On y est presque, c’est la dernière étape, la finissure !

Les remplis intérieurs du cuir sont égalisés, une carte collée pour en compenser l’épaisseur, et les krafts de protection sont retirés.

Puis on découpe et colle les gardes, ici un superbe papier marbré main par Claire Guillot (voir mon article sur les papiers marbrés).

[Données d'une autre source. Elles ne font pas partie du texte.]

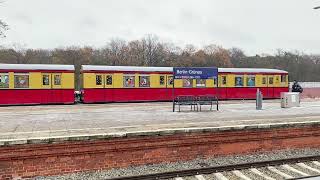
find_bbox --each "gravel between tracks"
[35,149,320,180]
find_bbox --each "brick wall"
[0,125,320,179]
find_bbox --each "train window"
[247,76,256,87]
[281,75,287,82]
[0,74,9,88]
[160,76,165,85]
[106,75,112,85]
[182,79,193,87]
[139,76,150,87]
[269,77,273,84]
[53,74,61,86]
[262,77,267,84]
[221,76,227,85]
[235,76,243,86]
[42,74,50,86]
[168,76,173,85]
[123,75,135,87]
[196,79,206,87]
[14,74,29,88]
[96,75,102,85]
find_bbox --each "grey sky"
[0,0,320,54]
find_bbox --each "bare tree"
[0,1,8,38]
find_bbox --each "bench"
[197,95,219,111]
[173,96,198,112]
[173,95,219,112]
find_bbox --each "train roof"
[82,65,288,73]
[0,64,74,71]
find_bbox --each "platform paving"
[0,100,320,146]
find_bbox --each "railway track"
[112,155,320,180]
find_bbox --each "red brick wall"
[0,126,320,179]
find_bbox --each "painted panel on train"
[173,67,218,79]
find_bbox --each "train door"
[51,73,63,103]
[266,75,274,98]
[104,74,114,102]
[41,73,53,104]
[95,73,106,102]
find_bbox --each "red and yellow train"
[0,64,289,105]
[81,65,289,103]
[0,64,74,105]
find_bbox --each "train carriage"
[0,64,75,105]
[81,65,289,103]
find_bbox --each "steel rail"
[107,155,320,180]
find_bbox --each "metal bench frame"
[173,95,219,112]
[197,95,219,111]
[174,95,198,112]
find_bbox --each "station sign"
[173,67,218,79]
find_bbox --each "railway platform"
[0,100,320,145]
[0,100,320,178]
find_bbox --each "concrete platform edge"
[0,121,320,147]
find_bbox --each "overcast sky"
[0,0,320,54]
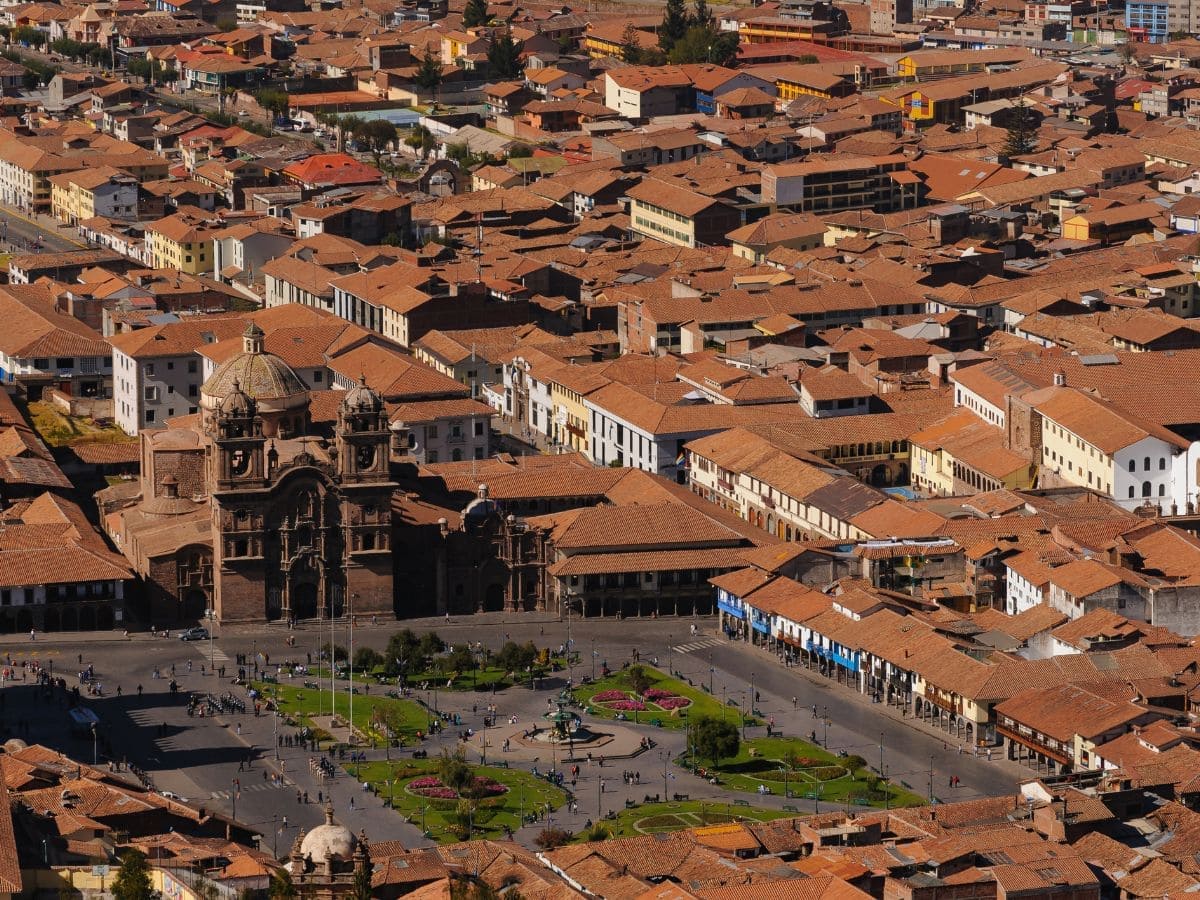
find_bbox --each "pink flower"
[654,697,691,709]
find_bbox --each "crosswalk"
[671,637,725,653]
[211,781,292,800]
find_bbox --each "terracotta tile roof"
[528,503,742,551]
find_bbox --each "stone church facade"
[100,324,396,624]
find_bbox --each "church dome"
[200,323,308,402]
[342,374,383,413]
[300,806,358,865]
[200,322,308,437]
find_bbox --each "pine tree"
[413,47,442,90]
[462,0,492,28]
[620,22,642,66]
[659,0,691,53]
[112,850,155,900]
[487,29,521,78]
[1001,102,1038,160]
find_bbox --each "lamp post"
[346,592,358,778]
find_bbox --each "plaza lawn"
[571,664,760,728]
[676,738,925,806]
[253,682,430,746]
[349,763,566,842]
[590,800,806,841]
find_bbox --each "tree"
[438,644,475,674]
[487,29,522,78]
[413,47,442,91]
[266,869,298,900]
[354,119,397,166]
[462,0,492,28]
[667,25,738,66]
[620,22,642,66]
[659,0,691,53]
[438,750,474,793]
[112,850,157,900]
[688,715,742,768]
[354,647,383,672]
[320,641,350,662]
[1000,101,1038,160]
[533,826,571,850]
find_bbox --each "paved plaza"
[0,614,1032,852]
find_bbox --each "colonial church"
[98,323,396,624]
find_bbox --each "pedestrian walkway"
[671,637,726,653]
[212,781,295,800]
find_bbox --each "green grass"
[26,400,137,446]
[253,682,430,746]
[352,763,566,842]
[571,664,761,728]
[588,800,799,840]
[676,738,925,806]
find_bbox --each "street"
[0,613,1032,852]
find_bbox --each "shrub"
[533,828,571,850]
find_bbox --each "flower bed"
[408,775,509,800]
[605,700,646,713]
[654,697,691,709]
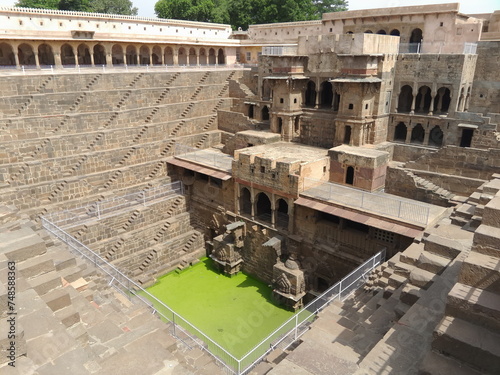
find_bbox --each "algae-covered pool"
[147,258,293,358]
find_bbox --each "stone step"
[418,351,481,375]
[432,316,500,373]
[458,251,500,294]
[472,224,500,258]
[28,271,62,296]
[394,262,415,278]
[54,305,80,327]
[446,283,500,332]
[17,253,55,279]
[424,225,473,259]
[42,288,71,311]
[409,268,438,289]
[418,251,450,275]
[400,284,424,306]
[0,227,46,262]
[399,242,424,266]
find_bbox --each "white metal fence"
[45,181,184,228]
[302,178,430,225]
[0,64,251,75]
[399,42,477,54]
[174,143,233,172]
[42,195,385,374]
[262,46,297,56]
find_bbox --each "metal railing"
[301,178,430,225]
[45,181,184,228]
[0,64,251,75]
[398,42,477,54]
[174,143,233,172]
[42,198,385,374]
[262,46,297,56]
[42,217,239,374]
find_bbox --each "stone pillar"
[250,186,255,220]
[234,182,241,215]
[54,52,62,68]
[428,92,436,116]
[172,48,179,66]
[33,51,40,69]
[13,46,21,68]
[422,127,430,146]
[405,125,413,144]
[287,202,294,233]
[271,193,277,228]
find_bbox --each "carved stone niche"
[210,221,245,277]
[273,254,306,310]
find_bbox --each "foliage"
[91,0,137,16]
[14,0,137,16]
[155,0,347,29]
[14,0,59,9]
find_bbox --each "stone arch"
[111,44,124,65]
[200,48,208,65]
[189,47,198,65]
[163,47,174,65]
[304,81,316,107]
[394,122,408,142]
[255,192,272,222]
[240,187,252,215]
[61,43,75,65]
[38,43,55,65]
[410,27,423,43]
[261,105,269,121]
[429,125,443,147]
[262,79,271,100]
[276,198,290,229]
[139,46,151,65]
[208,48,217,65]
[151,46,162,65]
[410,124,425,144]
[345,166,354,185]
[17,43,36,65]
[0,43,16,66]
[415,86,432,112]
[320,81,333,108]
[434,87,451,112]
[76,43,92,65]
[398,85,413,112]
[343,125,352,145]
[94,44,106,65]
[217,48,226,65]
[177,47,187,65]
[125,45,137,65]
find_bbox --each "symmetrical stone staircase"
[0,206,223,375]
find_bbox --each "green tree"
[90,0,137,16]
[312,0,349,19]
[59,0,92,12]
[14,0,59,9]
[155,0,215,22]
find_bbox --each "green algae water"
[147,258,293,358]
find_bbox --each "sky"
[0,0,500,17]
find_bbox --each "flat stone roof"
[236,130,279,139]
[328,145,387,159]
[235,142,328,163]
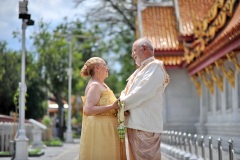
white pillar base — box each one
[14,137,28,160]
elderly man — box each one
[120,38,169,160]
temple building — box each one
[136,0,240,153]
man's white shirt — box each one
[120,57,168,133]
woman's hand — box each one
[124,110,130,116]
[111,100,120,109]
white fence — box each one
[0,122,33,151]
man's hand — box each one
[124,110,130,116]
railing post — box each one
[170,131,175,156]
[194,134,198,157]
[218,138,222,160]
[189,134,198,160]
[201,135,205,159]
[184,133,192,160]
[208,137,213,160]
[228,139,234,160]
[174,132,180,158]
[178,132,185,159]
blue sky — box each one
[0,0,94,50]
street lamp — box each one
[13,0,34,160]
[66,35,73,143]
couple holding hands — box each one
[79,38,169,160]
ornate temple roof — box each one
[136,0,240,70]
[142,6,182,51]
[188,0,240,75]
[178,0,214,36]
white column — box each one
[14,19,28,160]
[232,70,240,122]
[66,38,73,143]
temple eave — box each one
[187,36,240,75]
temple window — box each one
[215,85,221,111]
[225,79,232,110]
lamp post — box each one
[13,0,34,160]
[56,33,97,143]
[66,35,73,143]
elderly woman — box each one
[79,57,126,160]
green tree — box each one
[75,0,136,92]
[0,42,44,119]
[32,18,106,138]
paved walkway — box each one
[0,139,173,160]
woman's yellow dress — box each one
[79,89,126,160]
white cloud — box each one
[0,0,89,49]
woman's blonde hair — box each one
[80,57,105,77]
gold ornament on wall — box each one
[191,75,202,96]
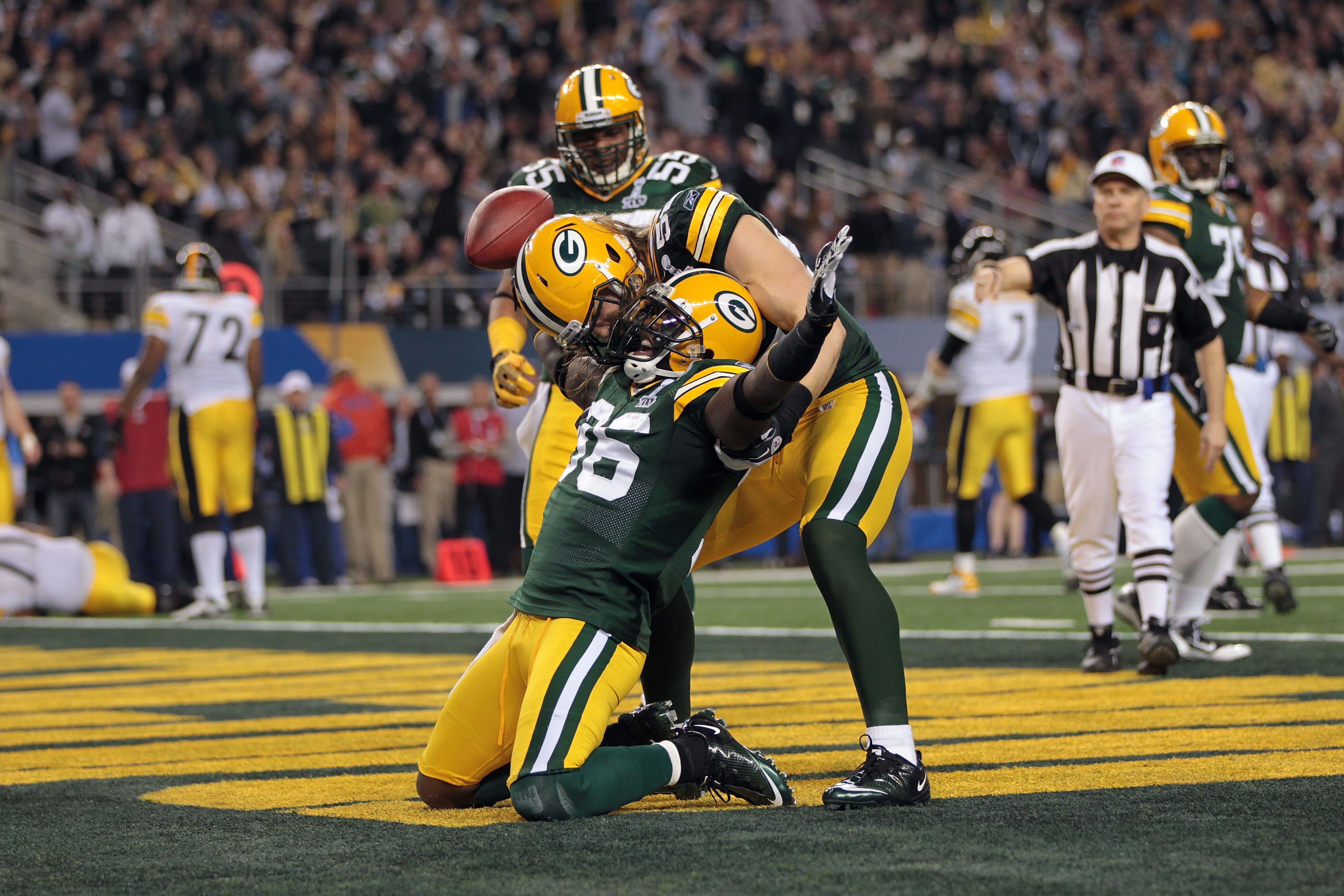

Et on termine avec la mise en presse de finissure ! De nouveau 12h.
Un passage à l’atelier La Feuille d’Or permet de parachever l’ouvrage qui reçoit sa dorure et… Voilà le résultat.
Très bel ouvrage. Juste une petite question : pourquoi une ancre sur le plat supérieur ? Il s’agit pourtant de carnet individuel de services aériens. Il s’agit d’aéronavale ?
Merci beaucoup ! En effet, il s’agit d’un membre de l’aéronautique navale.
l’aéronavale fait partie intégrante de la Marine Nationale. L’ancre ne me parait pas étrangére même si une cocarde aurait été bien venue
un ancien de l’aéro
Bonjour, petite précision : ce type de motif nécessite l’utilisation d’un fer à dorer en bronze représentant le motif souhaité. L’ancre de marine est un motif facile à trouver qui semble satisfaire les aéronautes marins. La cocarde nécessiterait la réalisation d’un fleuron unique. Je dois me renseigner en septembre pour un client sur le coût de fabrication d’un fleuron représentant l’insigne de navigant de l’aéronavale. Suivant ce coût, je pourrai faire réaliser quelques fleurons « spéciaux » à condition d’être sûre d’avoir suffisamment de commandes pour que leur achat soit amorti.
Très intéressants mais un peu trop simplifié, notamment au moment de la couvrure et la finissure.
Aussi quelle colle conseillez-vous ?
A quel moment encolez- vous le dos du livre ?
Detrempez-vous la peau avant de la poser ?
Merci
Bonjour, et merci pour votre intérêt. Cet article n’a pas vocation à servir de guide pour un pratiquant, mais à présenter les étapes à grandes lignes pour les curieux non-initiés… Voilà pourquoi le processus est simplifié !
J’emploie en général les colles Elasta N et RH8.
Quant à la peau, oui, je la mouille pour la rendre plus malléable au moment de la poser.